Retraite des fonctionnaires : repousser l’âge limite à 70 ans

Revue de Presse

Source : ifrap.org (5 septembre 2019)

Depuis la réforme de 2008, les salariés du secteur privé ont le droit de repousser leur départ en retraite jusqu’à 70 ans, sans que leur employeur puisse les contraindre à partir plus tôt. Alors que la réforme de 2008 visait à rapprocher les régimes spéciaux du régime général, les fonctionnaires et les contractuels de la fonction publique étaient restés en dehors cette règle du régime général : pour eux, le gouvernement de l’époque avait décidé de passer l’obligation de départ de 65 à 67 ans… en 2022 !

Comprendre les raisons de ce nouveau particularisme souligne les inconséquences de la gestion des ressources humaines des trois fonctions publiques, et doit permettre de les corriger. 

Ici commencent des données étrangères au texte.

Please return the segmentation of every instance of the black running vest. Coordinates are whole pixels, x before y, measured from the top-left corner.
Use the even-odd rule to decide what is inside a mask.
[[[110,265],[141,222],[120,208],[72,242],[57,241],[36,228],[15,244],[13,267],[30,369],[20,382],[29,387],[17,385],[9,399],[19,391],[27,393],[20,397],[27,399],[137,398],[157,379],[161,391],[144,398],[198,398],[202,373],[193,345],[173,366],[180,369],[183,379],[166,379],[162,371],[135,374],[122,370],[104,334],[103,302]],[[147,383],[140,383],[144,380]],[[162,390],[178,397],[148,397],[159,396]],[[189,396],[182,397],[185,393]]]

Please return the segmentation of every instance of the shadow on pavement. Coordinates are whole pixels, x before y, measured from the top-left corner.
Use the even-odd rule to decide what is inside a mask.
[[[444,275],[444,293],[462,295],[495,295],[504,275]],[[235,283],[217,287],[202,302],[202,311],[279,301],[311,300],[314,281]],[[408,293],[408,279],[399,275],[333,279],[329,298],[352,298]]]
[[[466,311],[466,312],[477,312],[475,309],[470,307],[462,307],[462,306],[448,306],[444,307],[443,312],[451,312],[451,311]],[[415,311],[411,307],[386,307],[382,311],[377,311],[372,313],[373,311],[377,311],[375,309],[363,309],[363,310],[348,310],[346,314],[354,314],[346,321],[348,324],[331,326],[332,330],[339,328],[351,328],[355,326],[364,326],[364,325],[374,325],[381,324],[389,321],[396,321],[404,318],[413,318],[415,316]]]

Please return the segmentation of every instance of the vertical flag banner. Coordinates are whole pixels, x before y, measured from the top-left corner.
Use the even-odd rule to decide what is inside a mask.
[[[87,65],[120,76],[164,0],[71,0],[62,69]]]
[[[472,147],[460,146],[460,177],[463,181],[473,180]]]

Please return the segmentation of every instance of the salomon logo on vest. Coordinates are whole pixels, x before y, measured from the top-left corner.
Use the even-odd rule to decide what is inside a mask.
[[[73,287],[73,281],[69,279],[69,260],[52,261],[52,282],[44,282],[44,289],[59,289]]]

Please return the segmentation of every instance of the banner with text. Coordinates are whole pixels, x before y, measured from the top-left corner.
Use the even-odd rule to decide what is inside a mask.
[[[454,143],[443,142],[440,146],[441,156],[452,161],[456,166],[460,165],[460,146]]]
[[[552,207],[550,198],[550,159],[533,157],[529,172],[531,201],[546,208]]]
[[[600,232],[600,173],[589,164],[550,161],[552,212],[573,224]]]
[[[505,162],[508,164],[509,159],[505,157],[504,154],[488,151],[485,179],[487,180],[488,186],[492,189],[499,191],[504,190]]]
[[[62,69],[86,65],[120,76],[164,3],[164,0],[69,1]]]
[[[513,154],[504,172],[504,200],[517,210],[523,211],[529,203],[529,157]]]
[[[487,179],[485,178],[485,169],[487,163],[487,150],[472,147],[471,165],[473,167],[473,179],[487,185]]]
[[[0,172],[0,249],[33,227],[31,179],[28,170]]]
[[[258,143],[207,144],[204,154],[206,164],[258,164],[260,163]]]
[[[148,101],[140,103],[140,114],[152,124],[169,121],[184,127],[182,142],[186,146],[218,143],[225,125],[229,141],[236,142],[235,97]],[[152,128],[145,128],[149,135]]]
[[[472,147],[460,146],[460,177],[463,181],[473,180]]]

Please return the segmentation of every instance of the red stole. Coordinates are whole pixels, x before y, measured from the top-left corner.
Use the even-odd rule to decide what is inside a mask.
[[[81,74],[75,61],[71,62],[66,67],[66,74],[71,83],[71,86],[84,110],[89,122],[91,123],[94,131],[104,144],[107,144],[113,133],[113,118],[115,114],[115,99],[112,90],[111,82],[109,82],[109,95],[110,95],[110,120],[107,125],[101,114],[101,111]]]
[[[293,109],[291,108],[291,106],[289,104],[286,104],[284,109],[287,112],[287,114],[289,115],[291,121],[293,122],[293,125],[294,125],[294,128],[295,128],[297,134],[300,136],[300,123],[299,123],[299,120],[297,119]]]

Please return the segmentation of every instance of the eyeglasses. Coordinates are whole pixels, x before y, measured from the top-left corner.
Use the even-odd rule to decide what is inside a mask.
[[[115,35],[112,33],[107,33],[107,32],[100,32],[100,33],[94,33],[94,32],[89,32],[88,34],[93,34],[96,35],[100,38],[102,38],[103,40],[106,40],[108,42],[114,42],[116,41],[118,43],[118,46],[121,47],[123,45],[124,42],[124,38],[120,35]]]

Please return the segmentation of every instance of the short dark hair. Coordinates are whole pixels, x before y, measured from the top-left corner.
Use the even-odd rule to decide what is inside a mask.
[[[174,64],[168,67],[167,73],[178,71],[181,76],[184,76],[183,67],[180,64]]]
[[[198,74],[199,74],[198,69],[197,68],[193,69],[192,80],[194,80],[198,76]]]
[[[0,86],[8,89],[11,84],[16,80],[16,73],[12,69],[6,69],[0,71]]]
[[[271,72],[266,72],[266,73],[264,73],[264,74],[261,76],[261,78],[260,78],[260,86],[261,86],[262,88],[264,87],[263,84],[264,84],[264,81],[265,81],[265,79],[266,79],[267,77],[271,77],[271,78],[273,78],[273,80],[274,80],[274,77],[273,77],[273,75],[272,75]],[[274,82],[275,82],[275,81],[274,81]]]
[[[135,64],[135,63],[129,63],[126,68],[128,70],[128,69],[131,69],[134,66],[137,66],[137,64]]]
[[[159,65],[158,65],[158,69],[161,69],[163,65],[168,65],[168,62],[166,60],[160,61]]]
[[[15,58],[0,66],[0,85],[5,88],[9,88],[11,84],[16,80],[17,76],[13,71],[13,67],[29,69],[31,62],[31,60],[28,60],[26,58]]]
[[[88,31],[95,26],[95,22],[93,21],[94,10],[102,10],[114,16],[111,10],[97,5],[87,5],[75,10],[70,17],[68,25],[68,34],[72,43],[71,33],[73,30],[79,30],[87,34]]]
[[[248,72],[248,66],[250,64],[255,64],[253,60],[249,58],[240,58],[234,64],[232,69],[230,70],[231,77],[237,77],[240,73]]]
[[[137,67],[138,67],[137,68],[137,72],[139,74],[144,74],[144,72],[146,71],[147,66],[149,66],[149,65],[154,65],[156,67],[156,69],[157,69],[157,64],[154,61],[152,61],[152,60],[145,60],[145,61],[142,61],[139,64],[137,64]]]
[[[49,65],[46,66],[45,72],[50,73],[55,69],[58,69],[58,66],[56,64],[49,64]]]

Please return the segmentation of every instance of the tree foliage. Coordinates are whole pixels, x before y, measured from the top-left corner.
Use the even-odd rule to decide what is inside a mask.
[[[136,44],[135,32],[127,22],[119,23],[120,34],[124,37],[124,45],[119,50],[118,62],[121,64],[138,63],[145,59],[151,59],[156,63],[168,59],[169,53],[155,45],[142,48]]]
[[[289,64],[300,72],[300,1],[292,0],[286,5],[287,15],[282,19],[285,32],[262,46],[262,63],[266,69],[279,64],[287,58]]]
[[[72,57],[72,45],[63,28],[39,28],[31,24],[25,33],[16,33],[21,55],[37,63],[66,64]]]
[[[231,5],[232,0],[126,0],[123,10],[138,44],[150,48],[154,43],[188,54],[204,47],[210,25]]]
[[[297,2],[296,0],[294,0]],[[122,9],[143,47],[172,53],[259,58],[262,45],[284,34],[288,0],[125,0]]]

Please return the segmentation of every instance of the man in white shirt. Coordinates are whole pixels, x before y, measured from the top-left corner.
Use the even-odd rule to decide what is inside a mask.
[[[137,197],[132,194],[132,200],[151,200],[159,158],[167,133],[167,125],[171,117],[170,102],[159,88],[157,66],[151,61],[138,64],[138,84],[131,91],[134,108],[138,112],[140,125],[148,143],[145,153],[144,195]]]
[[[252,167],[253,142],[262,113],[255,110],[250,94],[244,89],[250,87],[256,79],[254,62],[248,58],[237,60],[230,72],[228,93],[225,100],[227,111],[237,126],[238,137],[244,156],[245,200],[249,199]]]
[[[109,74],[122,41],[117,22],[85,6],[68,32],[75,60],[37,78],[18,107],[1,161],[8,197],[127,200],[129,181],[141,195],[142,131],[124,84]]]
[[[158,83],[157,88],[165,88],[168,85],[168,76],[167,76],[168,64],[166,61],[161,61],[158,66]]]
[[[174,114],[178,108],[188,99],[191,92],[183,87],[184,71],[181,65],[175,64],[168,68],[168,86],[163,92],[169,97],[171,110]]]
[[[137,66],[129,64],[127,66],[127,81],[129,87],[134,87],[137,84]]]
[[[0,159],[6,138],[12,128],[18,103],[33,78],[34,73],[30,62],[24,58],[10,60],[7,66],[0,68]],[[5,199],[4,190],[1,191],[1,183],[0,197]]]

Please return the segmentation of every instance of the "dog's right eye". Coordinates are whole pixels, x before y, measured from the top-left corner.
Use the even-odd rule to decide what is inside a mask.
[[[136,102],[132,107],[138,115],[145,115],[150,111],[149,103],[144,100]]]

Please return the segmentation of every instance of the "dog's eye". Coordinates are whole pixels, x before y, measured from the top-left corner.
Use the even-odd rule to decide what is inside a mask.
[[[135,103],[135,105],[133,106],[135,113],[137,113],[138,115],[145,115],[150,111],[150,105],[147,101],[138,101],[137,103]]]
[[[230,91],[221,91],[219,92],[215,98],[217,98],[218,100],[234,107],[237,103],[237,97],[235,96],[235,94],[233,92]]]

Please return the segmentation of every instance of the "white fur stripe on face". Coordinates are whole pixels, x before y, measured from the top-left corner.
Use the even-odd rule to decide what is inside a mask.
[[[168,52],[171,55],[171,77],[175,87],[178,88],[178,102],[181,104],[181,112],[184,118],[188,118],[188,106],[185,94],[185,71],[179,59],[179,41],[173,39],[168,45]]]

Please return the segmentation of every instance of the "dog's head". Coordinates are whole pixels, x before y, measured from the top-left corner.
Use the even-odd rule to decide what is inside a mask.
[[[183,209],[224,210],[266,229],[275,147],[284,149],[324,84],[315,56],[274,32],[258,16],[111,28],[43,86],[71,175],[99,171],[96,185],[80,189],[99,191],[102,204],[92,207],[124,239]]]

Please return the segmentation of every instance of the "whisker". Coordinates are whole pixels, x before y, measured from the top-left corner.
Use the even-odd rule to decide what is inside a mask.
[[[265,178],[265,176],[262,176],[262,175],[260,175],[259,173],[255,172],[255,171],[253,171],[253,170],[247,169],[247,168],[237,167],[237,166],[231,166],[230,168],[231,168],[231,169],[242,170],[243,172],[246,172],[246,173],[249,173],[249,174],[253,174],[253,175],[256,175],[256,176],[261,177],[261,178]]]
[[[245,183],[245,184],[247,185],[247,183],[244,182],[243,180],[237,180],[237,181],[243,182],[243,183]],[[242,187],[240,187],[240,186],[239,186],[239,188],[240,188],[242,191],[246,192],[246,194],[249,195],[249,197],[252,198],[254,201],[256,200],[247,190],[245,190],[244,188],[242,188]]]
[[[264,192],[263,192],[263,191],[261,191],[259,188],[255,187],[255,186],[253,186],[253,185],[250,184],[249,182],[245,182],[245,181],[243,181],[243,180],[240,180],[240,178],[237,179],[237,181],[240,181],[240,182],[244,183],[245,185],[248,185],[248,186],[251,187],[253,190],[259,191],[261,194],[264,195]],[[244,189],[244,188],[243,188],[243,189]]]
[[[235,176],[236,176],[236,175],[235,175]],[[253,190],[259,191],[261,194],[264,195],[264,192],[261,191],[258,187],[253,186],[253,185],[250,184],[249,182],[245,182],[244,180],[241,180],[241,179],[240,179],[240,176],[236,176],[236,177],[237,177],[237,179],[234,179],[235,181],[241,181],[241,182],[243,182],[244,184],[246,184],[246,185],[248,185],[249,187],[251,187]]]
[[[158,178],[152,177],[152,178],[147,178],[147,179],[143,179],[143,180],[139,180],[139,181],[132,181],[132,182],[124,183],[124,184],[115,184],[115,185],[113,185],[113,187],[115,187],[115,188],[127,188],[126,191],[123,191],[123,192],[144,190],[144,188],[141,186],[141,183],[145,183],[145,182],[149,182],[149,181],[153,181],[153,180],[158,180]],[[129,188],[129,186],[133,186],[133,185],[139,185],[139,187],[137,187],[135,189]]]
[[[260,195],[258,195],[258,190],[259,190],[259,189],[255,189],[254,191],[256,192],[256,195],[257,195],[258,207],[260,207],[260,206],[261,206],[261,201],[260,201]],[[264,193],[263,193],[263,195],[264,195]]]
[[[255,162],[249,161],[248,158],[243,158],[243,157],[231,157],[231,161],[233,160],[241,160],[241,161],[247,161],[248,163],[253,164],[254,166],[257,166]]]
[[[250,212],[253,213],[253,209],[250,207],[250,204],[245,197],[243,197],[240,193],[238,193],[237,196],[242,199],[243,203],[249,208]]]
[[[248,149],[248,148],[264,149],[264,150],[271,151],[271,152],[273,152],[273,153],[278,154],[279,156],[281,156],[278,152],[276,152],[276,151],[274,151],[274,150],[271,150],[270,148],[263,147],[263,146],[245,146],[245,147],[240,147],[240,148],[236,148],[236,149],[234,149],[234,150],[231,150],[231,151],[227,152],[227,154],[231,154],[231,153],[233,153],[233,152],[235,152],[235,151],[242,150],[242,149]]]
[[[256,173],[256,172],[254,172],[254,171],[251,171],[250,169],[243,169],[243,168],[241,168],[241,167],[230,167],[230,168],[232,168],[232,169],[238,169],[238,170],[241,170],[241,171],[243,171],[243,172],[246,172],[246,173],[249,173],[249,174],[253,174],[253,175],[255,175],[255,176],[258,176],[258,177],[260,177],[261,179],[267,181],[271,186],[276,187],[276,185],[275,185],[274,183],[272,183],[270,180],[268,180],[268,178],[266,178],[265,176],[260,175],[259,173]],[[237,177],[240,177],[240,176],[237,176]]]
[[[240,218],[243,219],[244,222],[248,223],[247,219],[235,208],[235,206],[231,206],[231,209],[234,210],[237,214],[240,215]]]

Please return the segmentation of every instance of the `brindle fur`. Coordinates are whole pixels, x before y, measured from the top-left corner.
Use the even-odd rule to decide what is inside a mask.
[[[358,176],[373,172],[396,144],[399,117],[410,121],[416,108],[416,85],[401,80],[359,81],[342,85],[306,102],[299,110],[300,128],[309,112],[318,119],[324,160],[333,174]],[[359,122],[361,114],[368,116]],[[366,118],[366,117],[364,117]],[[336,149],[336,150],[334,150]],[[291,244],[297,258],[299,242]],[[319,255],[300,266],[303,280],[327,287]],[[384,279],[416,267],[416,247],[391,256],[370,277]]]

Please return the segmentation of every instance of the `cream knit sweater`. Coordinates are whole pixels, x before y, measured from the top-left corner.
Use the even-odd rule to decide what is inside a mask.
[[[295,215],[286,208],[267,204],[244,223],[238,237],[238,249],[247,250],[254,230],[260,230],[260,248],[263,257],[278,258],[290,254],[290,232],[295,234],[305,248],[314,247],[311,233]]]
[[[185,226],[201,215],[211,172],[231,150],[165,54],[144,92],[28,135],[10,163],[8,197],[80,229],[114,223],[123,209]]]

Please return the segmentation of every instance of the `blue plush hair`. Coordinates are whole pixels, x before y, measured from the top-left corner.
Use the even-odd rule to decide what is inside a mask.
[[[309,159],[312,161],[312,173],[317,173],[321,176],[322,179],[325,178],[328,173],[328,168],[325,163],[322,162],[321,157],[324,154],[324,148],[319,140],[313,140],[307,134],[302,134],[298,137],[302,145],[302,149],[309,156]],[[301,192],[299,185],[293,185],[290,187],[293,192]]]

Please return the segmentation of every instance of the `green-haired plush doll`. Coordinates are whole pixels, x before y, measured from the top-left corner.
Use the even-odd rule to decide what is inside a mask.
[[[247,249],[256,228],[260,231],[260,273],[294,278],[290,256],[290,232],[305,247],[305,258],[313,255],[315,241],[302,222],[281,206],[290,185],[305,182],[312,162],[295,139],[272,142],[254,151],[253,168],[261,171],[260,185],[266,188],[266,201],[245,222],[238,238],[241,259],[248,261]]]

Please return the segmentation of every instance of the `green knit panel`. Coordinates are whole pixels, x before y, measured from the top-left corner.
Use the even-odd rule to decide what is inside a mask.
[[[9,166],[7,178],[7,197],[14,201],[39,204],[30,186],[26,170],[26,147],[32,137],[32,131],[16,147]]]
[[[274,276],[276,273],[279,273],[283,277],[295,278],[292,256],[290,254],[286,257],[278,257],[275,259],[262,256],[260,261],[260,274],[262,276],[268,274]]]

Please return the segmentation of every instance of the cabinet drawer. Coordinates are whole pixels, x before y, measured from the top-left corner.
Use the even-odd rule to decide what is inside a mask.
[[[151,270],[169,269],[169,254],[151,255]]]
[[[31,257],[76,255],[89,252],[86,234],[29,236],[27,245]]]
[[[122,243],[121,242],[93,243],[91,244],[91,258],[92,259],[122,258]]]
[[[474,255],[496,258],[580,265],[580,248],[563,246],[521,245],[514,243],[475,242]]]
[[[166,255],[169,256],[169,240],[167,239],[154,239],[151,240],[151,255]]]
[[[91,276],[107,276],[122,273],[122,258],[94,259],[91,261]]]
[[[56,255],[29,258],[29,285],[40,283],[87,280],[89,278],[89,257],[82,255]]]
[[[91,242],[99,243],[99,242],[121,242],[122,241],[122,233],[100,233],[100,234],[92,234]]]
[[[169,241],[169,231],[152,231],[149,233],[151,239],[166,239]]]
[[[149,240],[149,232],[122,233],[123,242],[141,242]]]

  1. C’est un avantage pour le salarié
    Pouvoir choisir sa date de départ en retraite jusqu’à 70 ans constitue bien un avantage pour le salarié qui reste libre de son choix. Dans la fonction publique, c’est d’ailleurs reconnu depuis longtemps, puisque seuls de hauts fonctionnaires (ex. professeurs d’université, directeurs d’administration) s’étaient fait attribuer cette possibilité depuis toujours. Un droit en théorie soumis à l’approbation de leur employeur, mais quasi automatique en pratique. Et une disposition surprenante, laissant entendre que les hauts responsables arrivent moins fatigués à 65 ans que leurs subordonnés.
  1. C’est un problème pour l’employeur
    Laisser à chacun le droit de choisir sa date de départ en retraite jusqu’à 70 ans, complique la gestion des ressources humaines. Pendant 8 ans, l’employeur ne sait pas s’il peut investir dans la personne ou s’il doit former quelqu’un pour le remplacer, et perd un moyen simple et gratuit d’adapter ses effectifs à ses besoins. Même si d’un point de vue de gestion budgétaire, cela complique les choses et rend plus compliqué la prévision des comptes, il est curieux qu’en 2008, les responsables politiques aient imposé sans hésiter cette contrainte aux chefs d’entreprise, sans l’imposer à la fonction publique.     
  1. Les syndicats de fonctionnaires sont contre
    Si en 2008, la mesure n’avait pas été étendue aux fonctionnaires, c’est en partie pour ne pas heurter les syndicats  : 1) partisans du partage du travail ; 2) voulant maximiser la population de leurs adhérents dans la durée (un jeune fonctionnaire de 22 ans sera certainement en poste de fonctionnaire pendant 40 ans) ; et 3) soucieux de minimiser la possibilité pour la sphère publique de réduire ses dépenses.  
  1. Les  employeurs des fonctionnaires sont contre
    Dans leurs collectivités locales ou dans leurs hôpitaux, les parlementaires élus locaux souhaitent remplacer les seniors de 65 ans par des jeunes de 22 ans. D’abord pour une raison budgétaire. Dans la fonction publique notamment, les nouveaux embauchés sont beaucoup moins payés que ceux qui sont au maximum d’ancienneté. Et la retraite des partants étant payée par un pot commun, la double charge pour les contribuables (salaire du nouveau + retraite du partant) n’est pas ressentie au niveau du budget local. Ensuite parce que recruter des fonctionnaires localement est très favorable pour l’image de l’élu. Enfin, parce que la gestion humaine des fonctionnaires en fin de carrière est particulièrement délicate pour des employeurs qui ne disposent d’aucun moyen de sanction positive ou négative.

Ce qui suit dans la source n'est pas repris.